Now we can use similar rules to the NHS surcharge. If the only plumber you can find is Polish, after he’s stopped your radiator flooding the kitchen, you can charge him £624 for having the cheek to come round when you asked him to.

This is like how we ended up with a scheme called Pick for Britain, which was set up because, after years

of complaining about Poles and Romanians coming here to pick our fruit, now there aren’t any Poles and Romanians to do it.

Typical of the lazy bastards. Look at them, staying over there, not taking our jobs.
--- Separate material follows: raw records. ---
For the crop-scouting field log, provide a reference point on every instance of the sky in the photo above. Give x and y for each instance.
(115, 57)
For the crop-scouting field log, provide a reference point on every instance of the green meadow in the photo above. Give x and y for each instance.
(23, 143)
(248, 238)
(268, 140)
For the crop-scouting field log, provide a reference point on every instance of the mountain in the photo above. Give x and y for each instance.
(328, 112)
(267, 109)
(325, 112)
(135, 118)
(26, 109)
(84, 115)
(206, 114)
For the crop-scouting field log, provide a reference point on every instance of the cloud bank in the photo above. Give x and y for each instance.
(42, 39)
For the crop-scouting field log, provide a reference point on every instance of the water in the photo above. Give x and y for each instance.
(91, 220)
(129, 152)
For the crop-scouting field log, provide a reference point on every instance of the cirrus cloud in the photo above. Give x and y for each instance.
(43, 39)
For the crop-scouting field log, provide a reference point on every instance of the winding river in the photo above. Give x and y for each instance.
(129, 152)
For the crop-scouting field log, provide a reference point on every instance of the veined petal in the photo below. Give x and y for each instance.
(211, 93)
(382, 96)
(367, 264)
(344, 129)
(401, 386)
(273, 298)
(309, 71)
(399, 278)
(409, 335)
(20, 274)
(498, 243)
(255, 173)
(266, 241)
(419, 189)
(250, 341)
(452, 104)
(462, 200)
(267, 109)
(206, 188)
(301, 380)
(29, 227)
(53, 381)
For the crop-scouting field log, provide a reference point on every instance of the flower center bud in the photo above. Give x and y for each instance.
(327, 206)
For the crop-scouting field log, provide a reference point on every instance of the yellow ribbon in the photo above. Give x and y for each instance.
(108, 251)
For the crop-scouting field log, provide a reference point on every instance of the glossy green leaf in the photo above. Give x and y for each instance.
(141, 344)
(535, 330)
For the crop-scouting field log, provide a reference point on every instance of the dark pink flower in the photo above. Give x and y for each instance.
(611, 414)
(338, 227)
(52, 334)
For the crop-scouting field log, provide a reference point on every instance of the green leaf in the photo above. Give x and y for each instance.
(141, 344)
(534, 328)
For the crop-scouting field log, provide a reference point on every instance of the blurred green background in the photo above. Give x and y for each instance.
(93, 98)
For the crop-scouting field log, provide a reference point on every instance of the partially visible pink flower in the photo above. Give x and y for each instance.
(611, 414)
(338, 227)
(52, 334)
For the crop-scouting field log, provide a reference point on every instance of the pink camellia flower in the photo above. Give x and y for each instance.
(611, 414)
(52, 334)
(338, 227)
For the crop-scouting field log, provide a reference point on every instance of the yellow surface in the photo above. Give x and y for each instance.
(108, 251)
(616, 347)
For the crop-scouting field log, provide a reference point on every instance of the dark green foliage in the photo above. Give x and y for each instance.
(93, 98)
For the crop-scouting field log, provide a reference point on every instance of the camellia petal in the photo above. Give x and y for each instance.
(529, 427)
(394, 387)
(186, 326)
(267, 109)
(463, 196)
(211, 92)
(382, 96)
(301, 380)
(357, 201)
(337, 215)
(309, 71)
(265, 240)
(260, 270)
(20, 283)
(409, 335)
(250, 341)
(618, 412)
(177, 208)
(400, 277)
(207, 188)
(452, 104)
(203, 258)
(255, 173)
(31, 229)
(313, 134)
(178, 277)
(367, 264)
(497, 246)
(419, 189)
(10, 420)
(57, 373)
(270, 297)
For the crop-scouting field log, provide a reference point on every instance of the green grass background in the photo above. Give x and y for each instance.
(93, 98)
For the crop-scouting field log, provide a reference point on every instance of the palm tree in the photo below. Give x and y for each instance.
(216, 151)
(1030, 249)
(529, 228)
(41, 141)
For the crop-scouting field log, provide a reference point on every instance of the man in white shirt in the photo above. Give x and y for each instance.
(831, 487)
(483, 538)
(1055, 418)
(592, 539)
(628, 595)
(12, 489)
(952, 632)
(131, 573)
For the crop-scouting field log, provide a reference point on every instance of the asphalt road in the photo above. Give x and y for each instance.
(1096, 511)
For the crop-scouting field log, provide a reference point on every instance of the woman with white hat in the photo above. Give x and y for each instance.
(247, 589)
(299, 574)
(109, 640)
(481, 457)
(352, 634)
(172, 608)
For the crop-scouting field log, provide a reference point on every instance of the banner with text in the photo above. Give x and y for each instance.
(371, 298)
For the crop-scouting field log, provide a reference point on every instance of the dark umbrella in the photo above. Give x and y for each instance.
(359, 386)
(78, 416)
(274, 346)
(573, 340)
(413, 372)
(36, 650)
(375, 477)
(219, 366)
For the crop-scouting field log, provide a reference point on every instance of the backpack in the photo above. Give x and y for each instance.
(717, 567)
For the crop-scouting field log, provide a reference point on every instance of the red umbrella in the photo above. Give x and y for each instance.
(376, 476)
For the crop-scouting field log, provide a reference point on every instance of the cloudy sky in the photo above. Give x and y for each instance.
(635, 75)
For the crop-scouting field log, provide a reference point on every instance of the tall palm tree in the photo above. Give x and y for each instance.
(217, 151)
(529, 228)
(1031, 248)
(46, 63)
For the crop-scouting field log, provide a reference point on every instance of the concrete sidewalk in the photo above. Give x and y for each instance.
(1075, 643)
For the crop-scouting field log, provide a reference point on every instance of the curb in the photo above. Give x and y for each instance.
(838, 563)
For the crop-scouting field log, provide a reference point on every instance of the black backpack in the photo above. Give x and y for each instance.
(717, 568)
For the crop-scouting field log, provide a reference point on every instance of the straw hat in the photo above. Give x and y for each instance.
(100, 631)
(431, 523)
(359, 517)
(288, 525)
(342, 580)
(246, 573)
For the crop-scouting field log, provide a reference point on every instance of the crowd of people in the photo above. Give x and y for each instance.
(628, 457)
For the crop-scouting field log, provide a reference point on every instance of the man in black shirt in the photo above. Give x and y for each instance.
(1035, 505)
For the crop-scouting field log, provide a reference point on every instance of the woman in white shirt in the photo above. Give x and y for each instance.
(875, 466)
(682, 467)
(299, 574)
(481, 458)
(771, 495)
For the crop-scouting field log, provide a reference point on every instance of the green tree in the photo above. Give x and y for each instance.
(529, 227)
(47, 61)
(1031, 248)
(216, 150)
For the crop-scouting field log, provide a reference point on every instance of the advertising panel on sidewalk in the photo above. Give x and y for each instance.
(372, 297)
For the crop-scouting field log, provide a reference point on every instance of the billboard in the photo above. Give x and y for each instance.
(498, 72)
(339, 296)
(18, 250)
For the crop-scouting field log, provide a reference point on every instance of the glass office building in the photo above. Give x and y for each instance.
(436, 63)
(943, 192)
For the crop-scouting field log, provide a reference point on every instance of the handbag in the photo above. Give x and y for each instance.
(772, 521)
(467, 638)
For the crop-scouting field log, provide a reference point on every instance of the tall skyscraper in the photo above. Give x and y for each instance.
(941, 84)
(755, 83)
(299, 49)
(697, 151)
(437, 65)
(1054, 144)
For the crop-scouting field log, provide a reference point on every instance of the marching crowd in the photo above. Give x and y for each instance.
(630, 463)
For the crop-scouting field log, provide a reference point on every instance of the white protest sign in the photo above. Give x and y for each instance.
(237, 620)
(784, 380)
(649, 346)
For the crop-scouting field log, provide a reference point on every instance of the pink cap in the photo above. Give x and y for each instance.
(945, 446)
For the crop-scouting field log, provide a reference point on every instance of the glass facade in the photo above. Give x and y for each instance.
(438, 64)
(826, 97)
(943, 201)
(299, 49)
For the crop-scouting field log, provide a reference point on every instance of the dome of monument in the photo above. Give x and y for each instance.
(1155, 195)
They’re stitching us up.

Hospital cleaner Hassan Akkad says he has to work 10 days to pay NHS surcharge

Eventually, the same process will happen in the NHS. The tough new measures to protect British jobs will mean there are fewer foreign medical staff, so Prince Charles will have to make an appeal to "Operate for Britain". Then anyone who’s short of cash can apply on a special website and pop into a general hospital to whip someone’s appendix out, to make a few bob to tide them over through the summer.

Then we can introduce a more comprehensive price list for foreigners who think they can get away with coming here to get us out of trouble.

When a crew of a lifeboat rescues someone, they should all have their papers checked, and if any of them are foreign, they have to pay £624. The man who stopped a terrorist on London Bridge last year was South African, so he should be charged £624 quid for each person he saved, and let that be a lesson to him.

We’re getting our country back at last.